As palavras dele magoaram-me mais do que qualquer traição física. Senti-me traída por um passado que não era meu, por uma versão do Rui que eu nunca conheci nem poderia amar.

Nos dias seguintes, a casa tornou-se um campo de batalha silencioso. Falávamos apenas o essencial: contas para pagar, compras para fazer, recados da escola da nossa filha Leonor. Ela percebeu logo que algo estava errado.

— Mãe, porque é que tu e o pai não falam? — perguntou-me uma noite, enquanto lhe penteava o cabelo.

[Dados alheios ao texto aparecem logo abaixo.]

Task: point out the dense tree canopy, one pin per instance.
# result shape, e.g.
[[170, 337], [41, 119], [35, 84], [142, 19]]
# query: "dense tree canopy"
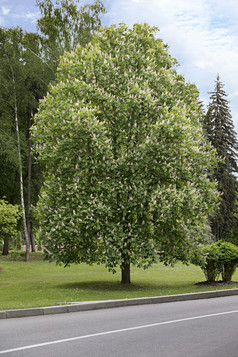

— Às vezes os adultos também se zangam, filha — respondi, tentando sorrir.

Mas por dentro sentia-me vazia. Passei noites em claro a pensar na Marta, nas cartas, no Rui de há quinze anos atrás. Será que alguma vez fui suficiente para ele? Ou seria sempre apenas um capítulo novo num livro já escrito?

Uma noite, depois de Leonor adormecer, sentei-me à mesa da cozinha com Rui. O silêncio era insuportável.

— Não posso continuar assim — disse-lhe. — Preciso de saber se ainda fazes parte deste casamento ou se ficaste preso ao passado.

Ele passou as mãos pelo cabelo, exausto. — Eu amo-te, Ana. Mas às vezes sinto-me perdido. Não sei quem sou sem aquelas memórias.

— E eu? Eu faço parte dessas memórias? Ou sou só um remendo?

Rui chorou pela primeira vez desde que nos conhecemos. Chorou baixinho, como quem tem vergonha da própria dor.

Na semana seguinte, sugeri irmos juntos a uma terapeuta de casal. Ele hesitou mas acabou por aceitar. As sessões foram duras: falámos de tudo o que nunca dissemos um ao outro, das mágoas antigas e dos sonhos adiados.

Descobri que Rui sempre teve medo de não ser suficiente para mim; que guardava as cartas como quem guarda um pedaço da juventude perdida; que eu própria também tinha fantasmas no armário — inseguranças e dúvidas que nunca partilhei com ele.

A primavera passou devagarinho e com ela veio uma nova leveza à nossa casa. Decidimos juntos deitar fora as cartas e as fotografias antigas. Fizemos uma fogueira no quintal e vimos o passado arder até virar cinza.

Leonor correu até nós com um desenho na mão: éramos os três de mãos dadas sob um arco-íris enorme.

— Agora está tudo bem? — perguntou ela.

Olhei para Rui e soube que sim, ou pelo menos que estávamos a tentar.

Às vezes pergunto-me: quantos casamentos sobrevivem aos segredos guardados em armários fechados? E será possível amar alguém por inteiro sem conhecer todas as suas sombras?